Uniquely identify an array of numbers whose order doesn't matter

586 views Asked by At

Let's say I have these 3 integer arrays:

int[] a = {1, 2, 3};
int[] b = {3, 4, 5};
int[] c = (2, 1, 3};

I'm looking for the most efficient code that will consider a the same as c (because they contain the same numbers but in a different order), but consider a different from b, and b different from c.

I know I can sort them all so that c becomes {1, 2, 3} and therefore the same as a, but I'm comparing hundreds of arrays with more than three numbers each and I don't want my program to sort each one of them, I'm thinking there must be a better way.

Also, taking the sum, for example, wouldn't work because the sum of numbers in {1, 4, 5} is the same as that of numbers in {1, 3, 6}.

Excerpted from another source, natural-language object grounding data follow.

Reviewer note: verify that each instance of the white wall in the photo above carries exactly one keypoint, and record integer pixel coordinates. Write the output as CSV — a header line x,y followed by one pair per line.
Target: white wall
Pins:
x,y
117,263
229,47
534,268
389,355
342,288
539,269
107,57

And the product wouldn't work either because the product of numbers in {1, 2, 6} is the same as that of numbers in {1, 3, 4}.

3

There are 3 answers

2
Mureinik On BEST ANSWER

Sorting is an O(nlog(n) operation (in the worst case). You could, instead, have an O(n) solution by running over both arrays and just counting the elements in it:

public static boolean hasSameElements(int[] a, int[] b) {
    return countElements(a).equals(countElements(b);)
}

private static Map<Integer, Long> countElements(int[] arr) {
    return Arrays.stream(arr)
                 .boxed()
                 .collect(Collectors.groupingBy(Function.identity(), 
                          Collectors.counting()));
}

EDIT:
While it won't change the big-O notation of the algorithm, a slightly less elegant solution could perform better for non-matching arrays by failing fast:

public static boolean hasSameElements(int[] a, int[] b) {
    if (a.length != b.length) {
        return false;
    }

    Map<Integer, Long> popCount =
            Arrays.stream(a)
                  .mapToObj(Integer::valueOf)
                  .collect(Collectors.groupingBy(Function.identity(), 
                           Collectors.counting()));

    for (int elem : b) {
        Long count = popCount.get(elem);
        if (count == null) {
            return false;
        }
        count--;
        if (count == 0L) {
            popCount.remove(elem);
        } else {
            popCount.put(elem, count);
        }
    }

    return popCount.isEmpty();
}
1
Roberto Attias On

the idea of reducing all the numbers into the array to a single number for comparison is on the right track. This approach is called hashing. A good property of hashing is to avoid mapping multiple sets of inputs to the same output as much as possible. Addition and Multiplication are very poor hashing functions, and there is a large literature on good hashing functions. In java, you can use the Arrays.hashCode(int[]) function to get a good hashing of the array.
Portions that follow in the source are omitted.